Beating heart coronary heart bypass surgery (minimally invasive)

Specialty of Cardiothoracic surgery

What is minimally-invasive beating heart coronary heart bypass surgery?

Minimally-invasive beating heart coronary heart bypass surgery is a unique procedure as it is performed whilst the heart is still beating and without a heart-lung bypass machine. The surgeon cuts several small incisions into the chest (a thoracotomy) to access the coronary arteries. The smaller cuts expose only the sections of arteries that require grafts without exposing the whole heart. This means that the patient has a lower risk of infection and that they will not be left with a large scar (from a sternotomy) as they would with traditional, open surgery.

Why is it done?

This method of bypass surgery has numerous benefits for the patient, the main being that there is a lower risk of complications. This is because the heart does not have to be stopped and connected to a heart-lung bypass machine for the duration of the operation.

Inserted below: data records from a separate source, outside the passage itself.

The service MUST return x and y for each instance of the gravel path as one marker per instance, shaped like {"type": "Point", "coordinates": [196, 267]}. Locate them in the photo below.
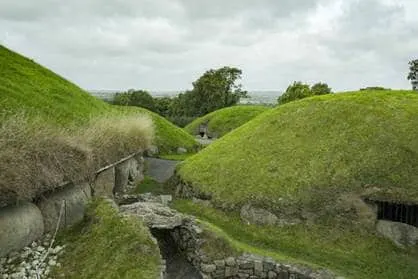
{"type": "Point", "coordinates": [34, 261]}
{"type": "Point", "coordinates": [160, 170]}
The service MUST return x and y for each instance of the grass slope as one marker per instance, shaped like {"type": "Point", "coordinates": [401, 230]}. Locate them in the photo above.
{"type": "Point", "coordinates": [107, 246]}
{"type": "Point", "coordinates": [313, 150]}
{"type": "Point", "coordinates": [303, 159]}
{"type": "Point", "coordinates": [25, 85]}
{"type": "Point", "coordinates": [354, 255]}
{"type": "Point", "coordinates": [223, 121]}
{"type": "Point", "coordinates": [29, 87]}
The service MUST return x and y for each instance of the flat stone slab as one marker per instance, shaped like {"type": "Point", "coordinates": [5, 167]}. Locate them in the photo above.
{"type": "Point", "coordinates": [160, 170]}
{"type": "Point", "coordinates": [154, 215]}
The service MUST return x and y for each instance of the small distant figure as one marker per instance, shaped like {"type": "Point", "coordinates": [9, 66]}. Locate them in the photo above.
{"type": "Point", "coordinates": [203, 130]}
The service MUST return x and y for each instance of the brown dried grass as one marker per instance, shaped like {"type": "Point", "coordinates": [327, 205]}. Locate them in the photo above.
{"type": "Point", "coordinates": [36, 158]}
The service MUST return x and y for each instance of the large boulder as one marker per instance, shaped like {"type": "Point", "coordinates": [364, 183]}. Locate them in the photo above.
{"type": "Point", "coordinates": [104, 183]}
{"type": "Point", "coordinates": [401, 234]}
{"type": "Point", "coordinates": [19, 226]}
{"type": "Point", "coordinates": [72, 199]}
{"type": "Point", "coordinates": [154, 215]}
{"type": "Point", "coordinates": [127, 173]}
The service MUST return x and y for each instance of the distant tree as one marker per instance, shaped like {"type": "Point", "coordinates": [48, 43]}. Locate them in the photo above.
{"type": "Point", "coordinates": [374, 88]}
{"type": "Point", "coordinates": [121, 99]}
{"type": "Point", "coordinates": [320, 89]}
{"type": "Point", "coordinates": [139, 98]}
{"type": "Point", "coordinates": [295, 91]}
{"type": "Point", "coordinates": [163, 105]}
{"type": "Point", "coordinates": [413, 74]}
{"type": "Point", "coordinates": [142, 98]}
{"type": "Point", "coordinates": [216, 89]}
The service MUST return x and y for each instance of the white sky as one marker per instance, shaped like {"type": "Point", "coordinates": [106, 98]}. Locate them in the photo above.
{"type": "Point", "coordinates": [167, 44]}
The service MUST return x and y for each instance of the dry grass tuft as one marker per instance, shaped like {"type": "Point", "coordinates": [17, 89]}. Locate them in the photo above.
{"type": "Point", "coordinates": [112, 138]}
{"type": "Point", "coordinates": [36, 158]}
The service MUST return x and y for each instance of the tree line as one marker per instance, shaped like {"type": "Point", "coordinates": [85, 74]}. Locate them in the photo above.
{"type": "Point", "coordinates": [220, 88]}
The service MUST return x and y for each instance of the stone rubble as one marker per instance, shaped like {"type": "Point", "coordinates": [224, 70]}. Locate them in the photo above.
{"type": "Point", "coordinates": [33, 262]}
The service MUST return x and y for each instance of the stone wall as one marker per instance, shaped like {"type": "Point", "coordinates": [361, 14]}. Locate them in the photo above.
{"type": "Point", "coordinates": [22, 224]}
{"type": "Point", "coordinates": [188, 239]}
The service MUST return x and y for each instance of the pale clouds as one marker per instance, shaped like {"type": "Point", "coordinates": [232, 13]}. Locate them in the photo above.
{"type": "Point", "coordinates": [166, 44]}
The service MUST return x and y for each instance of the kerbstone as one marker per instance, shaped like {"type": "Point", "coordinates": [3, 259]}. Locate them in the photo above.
{"type": "Point", "coordinates": [19, 226]}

Additionally, the wound left by the procedure is much smaller and has a lower risk of infection because of this. Heart bypass surgery is carried out for patients with who have blocked arteries and are at a high risk of heart failure or a heart attack. Heart bypass surgery can ease the symptoms of coronary artery disease.

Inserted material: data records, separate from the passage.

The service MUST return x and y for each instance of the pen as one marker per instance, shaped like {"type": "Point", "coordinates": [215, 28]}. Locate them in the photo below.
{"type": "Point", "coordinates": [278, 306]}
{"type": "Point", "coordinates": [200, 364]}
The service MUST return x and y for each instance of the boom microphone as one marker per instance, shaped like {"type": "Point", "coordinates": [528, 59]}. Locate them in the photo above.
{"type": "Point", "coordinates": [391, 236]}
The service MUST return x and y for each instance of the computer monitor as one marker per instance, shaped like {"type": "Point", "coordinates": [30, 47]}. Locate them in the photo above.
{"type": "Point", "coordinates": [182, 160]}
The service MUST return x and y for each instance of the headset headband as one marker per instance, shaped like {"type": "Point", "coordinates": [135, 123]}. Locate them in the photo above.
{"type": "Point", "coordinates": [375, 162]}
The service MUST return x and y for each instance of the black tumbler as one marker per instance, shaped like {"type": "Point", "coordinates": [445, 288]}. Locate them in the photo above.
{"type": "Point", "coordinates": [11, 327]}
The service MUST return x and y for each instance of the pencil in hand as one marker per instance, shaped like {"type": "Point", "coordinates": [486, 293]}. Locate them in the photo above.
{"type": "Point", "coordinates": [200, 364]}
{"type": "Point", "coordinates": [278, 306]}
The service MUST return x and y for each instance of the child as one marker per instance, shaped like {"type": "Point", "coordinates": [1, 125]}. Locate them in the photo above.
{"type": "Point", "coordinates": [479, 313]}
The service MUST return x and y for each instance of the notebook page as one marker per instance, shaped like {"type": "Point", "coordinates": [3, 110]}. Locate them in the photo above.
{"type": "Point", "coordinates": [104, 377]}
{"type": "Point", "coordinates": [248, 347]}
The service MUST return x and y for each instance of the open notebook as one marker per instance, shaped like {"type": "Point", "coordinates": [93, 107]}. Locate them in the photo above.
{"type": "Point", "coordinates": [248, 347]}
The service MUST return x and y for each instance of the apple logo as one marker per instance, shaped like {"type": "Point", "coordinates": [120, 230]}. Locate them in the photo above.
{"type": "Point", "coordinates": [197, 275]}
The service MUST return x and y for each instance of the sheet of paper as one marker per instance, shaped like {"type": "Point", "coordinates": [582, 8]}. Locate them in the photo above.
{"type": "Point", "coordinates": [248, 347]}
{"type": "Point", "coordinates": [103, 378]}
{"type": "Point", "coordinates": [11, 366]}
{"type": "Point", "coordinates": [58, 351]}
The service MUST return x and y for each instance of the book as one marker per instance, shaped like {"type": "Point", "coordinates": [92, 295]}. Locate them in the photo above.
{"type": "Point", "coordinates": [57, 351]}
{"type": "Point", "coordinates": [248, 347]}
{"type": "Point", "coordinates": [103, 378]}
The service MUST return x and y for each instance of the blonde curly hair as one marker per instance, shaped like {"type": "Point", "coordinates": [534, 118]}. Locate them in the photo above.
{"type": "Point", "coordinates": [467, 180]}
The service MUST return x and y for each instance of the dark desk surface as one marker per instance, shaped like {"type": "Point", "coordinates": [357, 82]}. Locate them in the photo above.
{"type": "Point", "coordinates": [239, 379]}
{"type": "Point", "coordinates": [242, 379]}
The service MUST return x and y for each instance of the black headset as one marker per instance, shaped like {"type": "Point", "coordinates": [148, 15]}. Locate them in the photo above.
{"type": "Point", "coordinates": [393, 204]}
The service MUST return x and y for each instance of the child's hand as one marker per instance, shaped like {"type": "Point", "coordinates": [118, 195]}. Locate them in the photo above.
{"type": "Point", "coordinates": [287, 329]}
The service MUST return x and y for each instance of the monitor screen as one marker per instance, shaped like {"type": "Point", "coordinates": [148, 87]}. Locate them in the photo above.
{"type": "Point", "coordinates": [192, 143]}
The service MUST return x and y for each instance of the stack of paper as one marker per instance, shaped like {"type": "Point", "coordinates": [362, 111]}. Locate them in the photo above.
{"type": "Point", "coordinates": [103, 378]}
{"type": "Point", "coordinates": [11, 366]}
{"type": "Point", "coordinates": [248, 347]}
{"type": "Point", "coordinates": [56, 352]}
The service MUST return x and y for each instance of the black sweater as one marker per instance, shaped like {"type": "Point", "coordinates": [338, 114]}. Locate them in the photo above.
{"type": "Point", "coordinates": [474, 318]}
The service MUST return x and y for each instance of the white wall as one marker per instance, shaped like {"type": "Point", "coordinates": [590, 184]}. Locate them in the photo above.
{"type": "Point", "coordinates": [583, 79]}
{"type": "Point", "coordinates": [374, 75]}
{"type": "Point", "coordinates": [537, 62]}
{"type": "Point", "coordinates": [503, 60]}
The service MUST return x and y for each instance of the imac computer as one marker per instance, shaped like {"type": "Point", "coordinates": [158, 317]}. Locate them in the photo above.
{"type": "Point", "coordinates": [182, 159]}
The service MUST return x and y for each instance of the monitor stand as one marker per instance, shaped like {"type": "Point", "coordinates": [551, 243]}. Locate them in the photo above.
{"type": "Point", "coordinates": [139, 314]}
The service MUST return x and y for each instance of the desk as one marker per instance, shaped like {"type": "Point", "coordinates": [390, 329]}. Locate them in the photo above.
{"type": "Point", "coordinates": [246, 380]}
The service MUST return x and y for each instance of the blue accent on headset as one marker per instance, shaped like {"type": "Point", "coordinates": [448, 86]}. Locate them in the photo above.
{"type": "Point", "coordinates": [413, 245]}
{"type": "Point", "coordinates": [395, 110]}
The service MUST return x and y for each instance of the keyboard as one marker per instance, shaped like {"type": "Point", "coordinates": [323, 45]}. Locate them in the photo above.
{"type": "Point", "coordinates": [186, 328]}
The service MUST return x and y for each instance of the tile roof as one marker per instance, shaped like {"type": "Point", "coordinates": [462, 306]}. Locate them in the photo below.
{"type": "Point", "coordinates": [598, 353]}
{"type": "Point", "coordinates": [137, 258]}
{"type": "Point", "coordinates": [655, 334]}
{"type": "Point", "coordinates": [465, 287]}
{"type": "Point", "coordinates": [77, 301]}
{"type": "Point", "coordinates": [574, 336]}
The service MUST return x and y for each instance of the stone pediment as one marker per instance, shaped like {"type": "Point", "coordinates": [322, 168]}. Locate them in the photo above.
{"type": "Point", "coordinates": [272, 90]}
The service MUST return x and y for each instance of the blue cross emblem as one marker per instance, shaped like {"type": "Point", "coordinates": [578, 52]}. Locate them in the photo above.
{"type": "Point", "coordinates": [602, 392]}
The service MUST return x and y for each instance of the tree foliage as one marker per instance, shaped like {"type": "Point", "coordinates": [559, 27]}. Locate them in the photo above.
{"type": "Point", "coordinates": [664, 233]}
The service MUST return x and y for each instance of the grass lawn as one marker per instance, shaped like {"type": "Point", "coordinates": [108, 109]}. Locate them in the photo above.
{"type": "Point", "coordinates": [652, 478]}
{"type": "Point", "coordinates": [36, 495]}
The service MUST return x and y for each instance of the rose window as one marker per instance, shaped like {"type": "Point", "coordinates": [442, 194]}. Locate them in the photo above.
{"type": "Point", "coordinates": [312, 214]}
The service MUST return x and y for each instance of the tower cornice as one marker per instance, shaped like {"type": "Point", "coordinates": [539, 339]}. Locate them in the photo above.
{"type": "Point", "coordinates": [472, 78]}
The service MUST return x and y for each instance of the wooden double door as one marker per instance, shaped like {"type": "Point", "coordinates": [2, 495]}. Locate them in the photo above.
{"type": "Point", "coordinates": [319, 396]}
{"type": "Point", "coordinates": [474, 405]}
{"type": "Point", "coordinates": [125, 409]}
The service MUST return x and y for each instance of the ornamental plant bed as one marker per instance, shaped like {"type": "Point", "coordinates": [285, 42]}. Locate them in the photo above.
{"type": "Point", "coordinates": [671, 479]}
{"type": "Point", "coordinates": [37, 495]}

The main benefits of minimally-invasive beating heart bypass surgery are:

  • Reduced hospital stay
  • Reduced infection risk
  • Smaller scars
  • Numerous bypasses can be performed in one operation (e.g. triple or quadruple bypass)
  • Reduced trauma to the body (due to no heart-lung bypass machine)
  • Lower need for blood transfusions
  • Reduced risk of complications associated with wound infection and heart-lung bypass

What does it involve?

Minimally-invasive beating heart bypass surgery can be performed in two different ways:

  1. Minimally-invasive direct coronary artery bypass (MIDCAB)
  2. Off-pump coronary artery bypass (OPCAB)

MIDCAB:

MIDCAB surgery does not use a heart-lung bypass machine, as the heart remains beating throughout the procedure. A number of small incisions are made in the chest to access the relevant coronary arteries. These are known as thoracotomies. This exposes only the arteries that require bypassing, reducing the risk of infection. The scars that result are small. If there are numerous articles that require bypassing on either side of the heart, MIDCAB may not be used because it only isolates a small number of arteries with the incisions made.

OPCAB:

This second type of beating heart bypass surgery requires just one larger incision, however, there is no need for a heart-lung bypass machine.

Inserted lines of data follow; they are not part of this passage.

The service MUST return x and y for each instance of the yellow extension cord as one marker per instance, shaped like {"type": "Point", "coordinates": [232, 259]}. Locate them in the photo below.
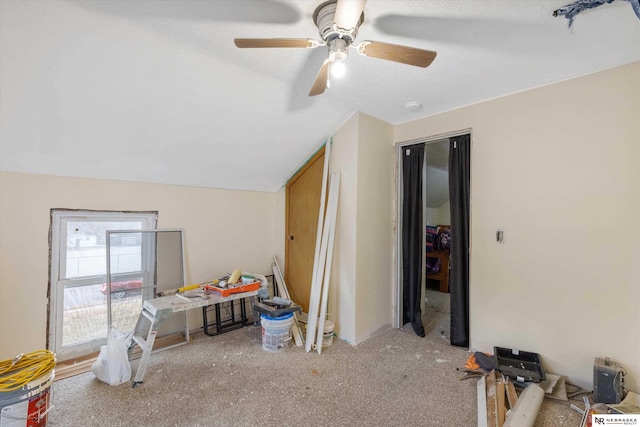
{"type": "Point", "coordinates": [16, 372]}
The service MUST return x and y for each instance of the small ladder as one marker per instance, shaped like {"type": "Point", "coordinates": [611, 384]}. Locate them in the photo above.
{"type": "Point", "coordinates": [144, 335]}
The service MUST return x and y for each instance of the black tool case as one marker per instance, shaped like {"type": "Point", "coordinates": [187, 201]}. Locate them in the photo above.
{"type": "Point", "coordinates": [522, 366]}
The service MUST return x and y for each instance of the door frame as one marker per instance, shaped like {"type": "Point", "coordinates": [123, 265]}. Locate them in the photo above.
{"type": "Point", "coordinates": [398, 188]}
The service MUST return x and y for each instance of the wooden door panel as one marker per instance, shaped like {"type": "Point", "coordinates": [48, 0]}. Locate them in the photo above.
{"type": "Point", "coordinates": [302, 205]}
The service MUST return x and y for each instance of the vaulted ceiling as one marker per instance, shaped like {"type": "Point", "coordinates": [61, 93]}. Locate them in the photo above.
{"type": "Point", "coordinates": [156, 91]}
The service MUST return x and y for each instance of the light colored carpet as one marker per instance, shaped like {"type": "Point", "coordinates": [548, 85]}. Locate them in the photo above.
{"type": "Point", "coordinates": [394, 378]}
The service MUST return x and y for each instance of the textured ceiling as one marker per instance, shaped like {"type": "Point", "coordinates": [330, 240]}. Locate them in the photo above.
{"type": "Point", "coordinates": [155, 91]}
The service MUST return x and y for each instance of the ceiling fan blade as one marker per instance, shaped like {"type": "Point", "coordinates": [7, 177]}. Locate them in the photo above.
{"type": "Point", "coordinates": [320, 84]}
{"type": "Point", "coordinates": [259, 43]}
{"type": "Point", "coordinates": [397, 53]}
{"type": "Point", "coordinates": [348, 13]}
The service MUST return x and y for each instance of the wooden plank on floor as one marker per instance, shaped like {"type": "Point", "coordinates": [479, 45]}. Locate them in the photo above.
{"type": "Point", "coordinates": [512, 396]}
{"type": "Point", "coordinates": [500, 402]}
{"type": "Point", "coordinates": [492, 400]}
{"type": "Point", "coordinates": [482, 401]}
{"type": "Point", "coordinates": [331, 223]}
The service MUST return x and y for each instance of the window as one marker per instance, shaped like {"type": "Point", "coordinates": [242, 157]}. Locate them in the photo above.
{"type": "Point", "coordinates": [78, 291]}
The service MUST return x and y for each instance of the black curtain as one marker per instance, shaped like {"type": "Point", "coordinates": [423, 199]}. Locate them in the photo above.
{"type": "Point", "coordinates": [459, 183]}
{"type": "Point", "coordinates": [412, 232]}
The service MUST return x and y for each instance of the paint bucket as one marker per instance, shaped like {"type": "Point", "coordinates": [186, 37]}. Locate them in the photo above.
{"type": "Point", "coordinates": [276, 332]}
{"type": "Point", "coordinates": [28, 406]}
{"type": "Point", "coordinates": [327, 333]}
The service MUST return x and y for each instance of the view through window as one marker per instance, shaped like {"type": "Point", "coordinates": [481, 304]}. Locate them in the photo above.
{"type": "Point", "coordinates": [78, 306]}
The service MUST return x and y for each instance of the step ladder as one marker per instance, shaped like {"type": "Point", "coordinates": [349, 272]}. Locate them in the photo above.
{"type": "Point", "coordinates": [144, 336]}
{"type": "Point", "coordinates": [154, 312]}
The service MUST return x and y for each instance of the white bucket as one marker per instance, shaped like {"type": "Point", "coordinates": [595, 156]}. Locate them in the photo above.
{"type": "Point", "coordinates": [276, 332]}
{"type": "Point", "coordinates": [27, 406]}
{"type": "Point", "coordinates": [327, 333]}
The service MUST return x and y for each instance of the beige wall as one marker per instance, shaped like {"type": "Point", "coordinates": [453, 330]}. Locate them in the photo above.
{"type": "Point", "coordinates": [342, 297]}
{"type": "Point", "coordinates": [558, 169]}
{"type": "Point", "coordinates": [223, 230]}
{"type": "Point", "coordinates": [374, 238]}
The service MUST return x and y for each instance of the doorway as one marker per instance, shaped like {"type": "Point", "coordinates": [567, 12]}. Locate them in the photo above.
{"type": "Point", "coordinates": [433, 201]}
{"type": "Point", "coordinates": [302, 203]}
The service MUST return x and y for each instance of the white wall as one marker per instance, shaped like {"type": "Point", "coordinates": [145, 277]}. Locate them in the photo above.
{"type": "Point", "coordinates": [361, 290]}
{"type": "Point", "coordinates": [556, 168]}
{"type": "Point", "coordinates": [223, 230]}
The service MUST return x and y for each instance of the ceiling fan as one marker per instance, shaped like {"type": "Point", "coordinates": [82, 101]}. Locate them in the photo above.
{"type": "Point", "coordinates": [338, 22]}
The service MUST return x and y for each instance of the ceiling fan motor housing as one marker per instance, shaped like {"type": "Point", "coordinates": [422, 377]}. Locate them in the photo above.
{"type": "Point", "coordinates": [324, 20]}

How do you prepare for it?

Before this procedure is chosen for you by your specialist, you will have had a chest X-ray, ECG, echocardiogram and a coronary angiogram to determine your overall health and the location of the blockages (i.e. the sites for bypass grafts). The procedure can last up to six hours and requires general anaesthetic and a breathing tube.

Aftercare:

Following the operation you will be kept in an intensive care unit (ICU) where your vital signs are closely monitored. Once you are stable you will stay in hospital for approximately five days. After this you can return home, however, rest is advised for a number of weeks. You will need to move around though, talking short walks around the house to begin with. Full recovery takes several weeks.

Alternatives to this treatment:

The alternative to minimally-invasive beating heart bypass surgery is either open beating heart surgery, or bypass surgery that uses a heart-lung bypass machine.